Si Les Pieds Nickelés ne sont plus guère lus de nos jours, l’expression reste connue de tous. C’est qu’ils ont traversé tout le XXe siècle avec succès et, après Forton, père également de Bibi Fricotin mort de cirrhose en 1934, ils ont été repris par plusieurs dessinateurs. Inutile de les citer, René Pellos mis à part qui, de 1948 à 1981, sur les scénarios de Montaubert, un juge à la retraite, leur assura un dynamisme renouvelé par la force de son trait élastique. Raides chez Forton, bondissant chez Pellos, nos trois maîtres de l’astuce vagabondent sur quelque 150 titres. Ils ont même été hippies, car le fonds de commerce de leurs créateurs est resté les faits marquants et divers de l’actualité. Avec des convictions : les voleurs se sont toujours opposés à la peine de mort et aiment les Noirs. Pellos, qui a collaboré dans ses jeunes années au Gugusse genevois, dotera, pour un temps, Filochard d’une force colossale dès qu’il piquera la mouche. Il donnera aussi toutes ses rondeurs à Ribouldingue.

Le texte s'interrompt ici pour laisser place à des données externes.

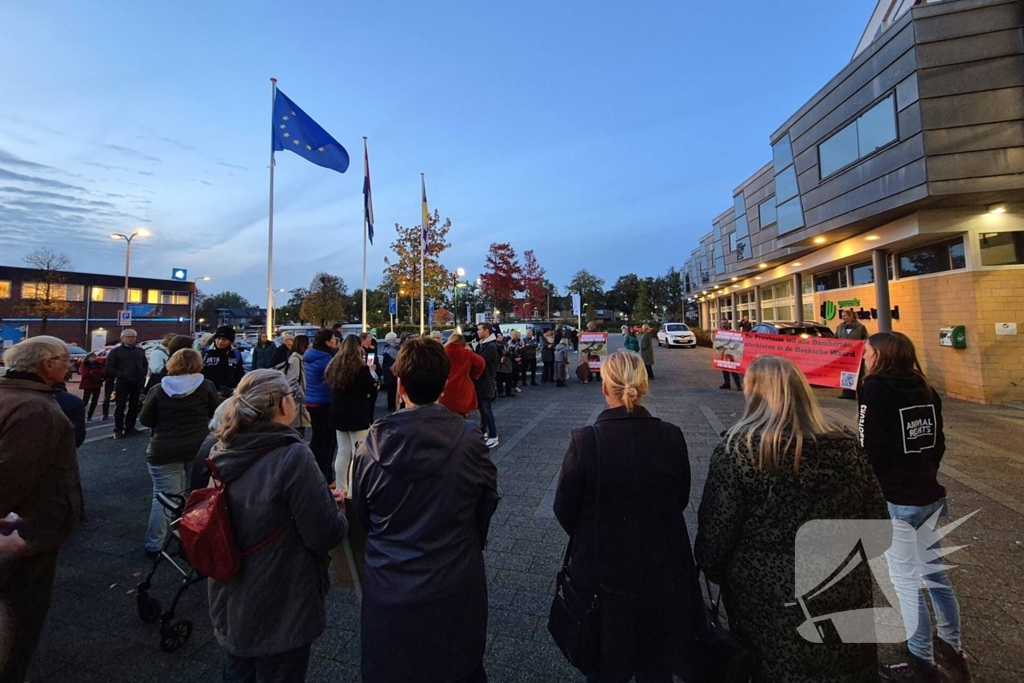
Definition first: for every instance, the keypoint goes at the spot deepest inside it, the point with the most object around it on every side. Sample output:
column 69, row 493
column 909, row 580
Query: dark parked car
column 802, row 330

Afin de commémorer ce centenaire, les éditions Vents d’Ouest se sont fendues d’un gros ouvrage, malheureusement entièrement en noir et blanc, regroupant du Forton et du Pellos. Le meilleur, bien sûr, mais l’introduction laisse à désirer et la présentation des épisodes oublie la chronologie. Reste un magot de gags à revisiter. "A nous les perlouzes, les diamantouzes et touze et touze!" (1)
Légendes et mode de lecture à complications
Jusqu’en 1950, Les Pieds Nickelés s’apparentent à une forme de récit illustré. Les bulles sont peu présentes et c’est en parcourant un long récitatif en pied du dessin que le lecteur découvre l’histoire. Au début, Forton prend garde à ce que le texte finisse avec un point sous chaque case, mais très vite cette règle est oubliée et le lecteur doit s’armer de discipline afin de ne pas oublier de regarder les images et lire les ballons éventuels car le texte file sans se soucier du passage d’une vignette à l’autre. René Pellos, quant à lui, adoptera finalement la forme de la bande dessinée que nous connaissons.
Pour des raisons de coût, les albums parus dans les années d’après-guerre (la deuxième) paraissent enchaînant une double page couleur à une double page en noir et blanc. Ce phénomène n’est pas propre aux Pieds Nickelés. Ce qui faisait fantasmer les enfants au crayon facile, qui coloriaient les pages en noir et blanc...
Michel Rime
(24 heures) - http://www.24heures.ch
(1) Vents d’Ouest dans les années 90 a édité (en couleur) l’intégrale des aventures dessinées par Pellos.